= NASPA Word List =

Abridged Scrabble word list used in North America

NASPA Word List (NWL, formerly Official Tournament and Club Word List, referred to as OTCWL, OWL, TWL) is the official word authority for tournament Scrabble in the US and Canada under the aegis of NASPA Games. It is based on the Official Scrabble Players Dictionary (OSPD) with modifications to make it more suitable for tournament play. Its British and international-English counterpart is Collins Scrabble Words.

==Current edition==
North American tournament Scrabble currently uses the sixth edition of NWL, officially called NWL2023. The NASPA Games Dictionary Committee created this version in mid-2023 and it took effect on February 29, 2024; it is the third version published autonomously by NASPA rather than by Merriam-Webster under its copyright.

NWL2023 contains every word in the seventh edition of the Official Scrabble Players Dictionary as well as words considered unsuitable for that book (offensive words and trademarks). It also contains words of nine or more letters, unlike the OSPD. It differs from its predecessor, NWL2020, in the introduction of over 4,500 words, including additions to OSPD7, and 11– to 15-letter words from the Canadian Oxford Dictionary 2nd edition (COD2).

==Past editions==
The decision to bowdlerize the OSPDs third edition by removing a large number of possibly offensive words necessitated a separate, unabridged word list for tournament use. The first edition of OWL was created by the NSA Dictionary Committee, chaired by John Chew, and took effect on March 2, 1998. To avoid controversy, it was available for sale only to NSA members, and unlike the OSPD, did not include definitions. To provide additional value for tournament players, the OWL includes words whose base or inflected forms have up to nine letters, rather than the OSPDs eight.

OSPD3 was created from OSPD2 by adding all appropriate words that had been added to Merriam-Webster's Collegiate Dictionary (MWCD) in the interim; OWL was then formed by restoring the possibly offensive words removed from OSPD3 and adding nine-letter words from MWCD.

The 2014 update OTCWL2014 (Note: also known as OWL3) added several thousand words from two new sources, Oxford Collegiate Dictionary Second Edition (Note: OCD2) and Canadian Oxford Dictionary Second Edition. (Note: COD2)

OTCWL2016, (Note: also known as OWL3.1) a minor update in 2016, added over 1,000 nine-letter words.

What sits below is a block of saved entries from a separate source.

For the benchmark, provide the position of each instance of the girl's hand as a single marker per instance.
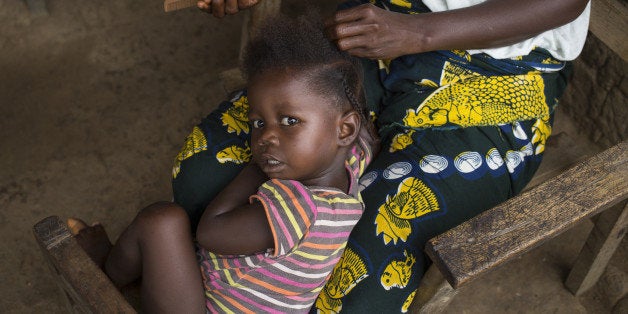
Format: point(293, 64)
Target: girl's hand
point(371, 32)
point(220, 8)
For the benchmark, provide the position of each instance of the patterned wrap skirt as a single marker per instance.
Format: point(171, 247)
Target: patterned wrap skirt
point(460, 133)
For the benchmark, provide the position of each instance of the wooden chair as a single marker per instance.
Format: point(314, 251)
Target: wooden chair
point(595, 186)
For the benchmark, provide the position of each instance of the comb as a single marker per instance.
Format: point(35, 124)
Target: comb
point(173, 5)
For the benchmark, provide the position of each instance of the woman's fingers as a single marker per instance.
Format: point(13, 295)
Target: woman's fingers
point(245, 4)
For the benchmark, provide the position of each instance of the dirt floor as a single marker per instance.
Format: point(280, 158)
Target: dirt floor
point(96, 99)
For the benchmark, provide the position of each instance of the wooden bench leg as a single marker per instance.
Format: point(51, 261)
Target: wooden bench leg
point(606, 235)
point(434, 293)
point(87, 287)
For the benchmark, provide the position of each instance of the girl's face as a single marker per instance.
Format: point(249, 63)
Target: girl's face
point(294, 130)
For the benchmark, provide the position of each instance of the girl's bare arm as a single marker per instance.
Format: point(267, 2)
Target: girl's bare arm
point(371, 32)
point(230, 225)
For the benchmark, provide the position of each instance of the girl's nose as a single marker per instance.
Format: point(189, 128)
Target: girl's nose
point(267, 137)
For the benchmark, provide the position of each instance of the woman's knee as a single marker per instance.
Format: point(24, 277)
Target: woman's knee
point(162, 216)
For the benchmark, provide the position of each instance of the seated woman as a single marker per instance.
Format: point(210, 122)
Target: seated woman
point(462, 94)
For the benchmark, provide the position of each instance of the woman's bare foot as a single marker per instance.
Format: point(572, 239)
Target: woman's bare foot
point(93, 239)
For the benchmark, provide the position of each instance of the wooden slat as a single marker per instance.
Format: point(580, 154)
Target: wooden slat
point(609, 23)
point(607, 234)
point(536, 215)
point(85, 284)
point(172, 5)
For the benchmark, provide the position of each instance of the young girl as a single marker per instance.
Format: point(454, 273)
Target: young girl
point(269, 241)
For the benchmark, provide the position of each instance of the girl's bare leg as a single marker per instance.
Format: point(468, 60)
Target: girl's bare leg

The 2018 update NWL2018 (Note: also known as OWL4) added over 3,000 words, including additions to OSPD6 and MWCD, and ten-letter words from COD2. It was produced by NASPA in collaboration with Merriam-Webster, and under its own copyright for the first time.

The 2020 update NWL2020 (Note: also known as OWL5) differed from its predecessor only in the removal of 259 words deemed to be personally applicable offensive slurs, precipitated by rule changes proposed by the North American holder of SCRABBLE trademarks, Hasbro, Inc., in the wake of that year's anti-racism protests.

==Other word authorities==
Unlike the Official Scrabble Players Dictionary, NWL is a list and does not include definitions. It contains words that are not included in OSPD because they are considered offensive, and a number of other additional words (mostly registered trademarks). Print versions of NWL can be procured from the NASPA website by NASPA members only.